1990年の噴火当初、火山学者は「約200年ぶりの噴火」と表現していましたが、現在では「雲仙火山で4000年ぶりに起きた造山活動」と言われています。つまり、江戸時代の噴火は「平成の噴火の“前兆”にすぎなかった」と見なされるようになったのです。

◆「予測困難」でも許されぬ「想定外」 


九州電力は2015年度以降、阿蘇カルデラでの巨大噴火の兆候を事前にとらえようと、地殻変動や地震活動のモニタリング調査を始めています。昨年度は「活動状況に変化はない」という結果でした。変化が確認されれば、「原子炉の停止や燃料の搬出などの計画を適切に策定した上で、対応を実施する」としています。

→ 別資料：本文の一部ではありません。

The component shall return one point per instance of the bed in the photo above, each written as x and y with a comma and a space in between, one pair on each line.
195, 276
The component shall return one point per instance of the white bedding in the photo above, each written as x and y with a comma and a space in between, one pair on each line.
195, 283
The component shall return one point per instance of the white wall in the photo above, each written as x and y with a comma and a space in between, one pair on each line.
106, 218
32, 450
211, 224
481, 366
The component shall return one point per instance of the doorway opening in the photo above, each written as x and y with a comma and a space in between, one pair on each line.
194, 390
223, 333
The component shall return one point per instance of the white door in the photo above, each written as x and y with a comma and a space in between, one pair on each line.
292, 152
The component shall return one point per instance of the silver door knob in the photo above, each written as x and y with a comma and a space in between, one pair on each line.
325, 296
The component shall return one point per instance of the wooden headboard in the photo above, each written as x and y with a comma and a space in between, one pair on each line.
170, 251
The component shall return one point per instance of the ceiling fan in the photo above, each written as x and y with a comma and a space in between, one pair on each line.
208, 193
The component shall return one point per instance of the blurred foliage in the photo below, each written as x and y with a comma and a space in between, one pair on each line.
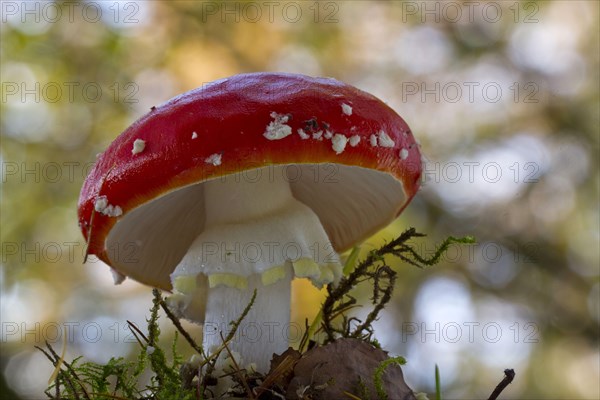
534, 272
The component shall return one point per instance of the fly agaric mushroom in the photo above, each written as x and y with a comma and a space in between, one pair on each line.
243, 184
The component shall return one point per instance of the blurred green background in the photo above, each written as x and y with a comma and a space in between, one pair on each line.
503, 97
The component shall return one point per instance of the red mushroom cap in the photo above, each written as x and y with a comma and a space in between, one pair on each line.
352, 159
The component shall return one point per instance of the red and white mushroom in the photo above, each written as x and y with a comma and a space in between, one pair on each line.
245, 183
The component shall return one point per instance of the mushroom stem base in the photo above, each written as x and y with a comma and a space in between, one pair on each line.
264, 330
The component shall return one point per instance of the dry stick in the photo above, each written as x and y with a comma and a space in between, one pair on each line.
183, 332
135, 331
66, 377
237, 369
71, 370
508, 378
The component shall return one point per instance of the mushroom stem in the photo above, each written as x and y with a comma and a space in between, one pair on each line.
263, 331
256, 236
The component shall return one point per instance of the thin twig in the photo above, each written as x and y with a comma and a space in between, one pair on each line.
183, 332
509, 375
71, 370
237, 369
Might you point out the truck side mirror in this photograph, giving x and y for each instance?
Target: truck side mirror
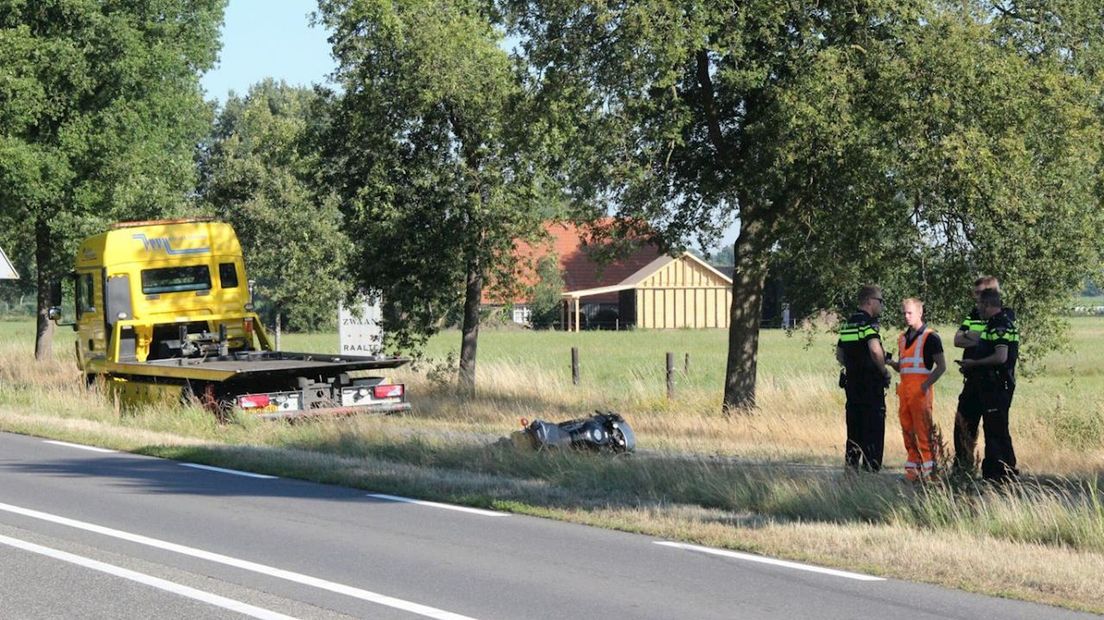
(55, 294)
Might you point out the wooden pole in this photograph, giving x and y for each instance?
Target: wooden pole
(670, 375)
(574, 365)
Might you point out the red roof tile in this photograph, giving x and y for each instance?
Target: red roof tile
(576, 248)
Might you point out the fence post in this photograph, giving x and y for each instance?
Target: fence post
(670, 375)
(574, 365)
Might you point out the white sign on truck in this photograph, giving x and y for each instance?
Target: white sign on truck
(7, 270)
(359, 331)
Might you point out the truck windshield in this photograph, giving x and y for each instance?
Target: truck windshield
(176, 279)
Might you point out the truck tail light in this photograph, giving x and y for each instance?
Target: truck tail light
(253, 401)
(389, 391)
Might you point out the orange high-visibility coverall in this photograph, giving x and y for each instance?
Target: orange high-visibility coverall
(915, 408)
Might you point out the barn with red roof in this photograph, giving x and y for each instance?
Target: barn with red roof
(640, 287)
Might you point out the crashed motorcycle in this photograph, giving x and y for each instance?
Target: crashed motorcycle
(604, 431)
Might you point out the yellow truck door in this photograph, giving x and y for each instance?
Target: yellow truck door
(92, 332)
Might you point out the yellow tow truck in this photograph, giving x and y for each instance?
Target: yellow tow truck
(163, 311)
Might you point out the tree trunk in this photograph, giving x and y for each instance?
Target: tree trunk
(747, 281)
(469, 331)
(44, 338)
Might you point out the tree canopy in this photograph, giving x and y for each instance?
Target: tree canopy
(99, 113)
(256, 174)
(426, 148)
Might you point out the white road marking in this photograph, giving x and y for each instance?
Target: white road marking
(771, 560)
(147, 580)
(243, 564)
(437, 504)
(80, 447)
(233, 471)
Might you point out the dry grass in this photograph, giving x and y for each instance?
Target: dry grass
(768, 482)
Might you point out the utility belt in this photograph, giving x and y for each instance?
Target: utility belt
(989, 378)
(862, 378)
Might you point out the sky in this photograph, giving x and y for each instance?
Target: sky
(268, 39)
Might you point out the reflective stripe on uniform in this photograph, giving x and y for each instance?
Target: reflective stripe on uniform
(973, 324)
(913, 364)
(1010, 335)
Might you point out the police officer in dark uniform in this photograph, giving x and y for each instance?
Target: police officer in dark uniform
(994, 369)
(968, 415)
(864, 380)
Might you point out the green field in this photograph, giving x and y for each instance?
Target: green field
(770, 482)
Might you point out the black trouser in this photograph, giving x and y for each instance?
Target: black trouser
(866, 433)
(986, 399)
(967, 419)
(999, 462)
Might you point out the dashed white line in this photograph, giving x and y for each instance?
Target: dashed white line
(231, 471)
(437, 504)
(78, 447)
(147, 580)
(771, 560)
(243, 564)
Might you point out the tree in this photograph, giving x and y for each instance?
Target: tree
(99, 113)
(547, 303)
(850, 139)
(255, 173)
(426, 147)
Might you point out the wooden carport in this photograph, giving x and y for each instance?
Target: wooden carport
(669, 292)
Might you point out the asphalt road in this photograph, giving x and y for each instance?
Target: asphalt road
(95, 534)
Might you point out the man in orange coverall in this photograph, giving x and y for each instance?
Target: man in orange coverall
(921, 363)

九電は玄海原発内に、使用済み核燃料の新たな保管先「乾式貯蔵施設」の建設を計画しています。冷却に電気や水を必要とせず、建屋内を流れる自然の空気によって冷却する仕組みです。給気口から施設内に火山灰が入り込まないよう、九電は「給気口をフードで覆い、降下してくる火山灰などが直接侵入しがたいような構造とする。火山灰などで乾式貯蔵施設の冷却ができなくなることはないと考えている」と説明します。

最新の火山学は、破局的な噴火を予測することができるのか――。

福岡大学理学部の三好雅也教授は「地下水の温度が上がってきたりするので、火山噴火の兆候自体は捉えることができます。でも、それが小規模な噴火なのか、大規模なのかは判断できない」と説明します。そして「9万年前と全く同じ噴火を想定すれば、原発へ到達する可能性はあります。しかし、その時は原発どころではないという話にもなる」と話しました。


東日本大震災の大津波で、東京電力福島第一原子力発電所が電源を喪失し、メルトダウンを起こしたのは11年前のこと。今年、ウクライナで原子力発電所がロシア軍に占拠され、万一の際には原発が大きな危険性をはらむことを、世界は再び認識しました。

2011年の福島第一原発事故で、政府や東電は「津波の規模は想定外だった」と釈明しましたが、甚大な被害を考えれば、原発に「万が一」や「想定外」は通用しません。世界有数の火山国である以上、原発事故への備えは真剣に考えておく必要があります。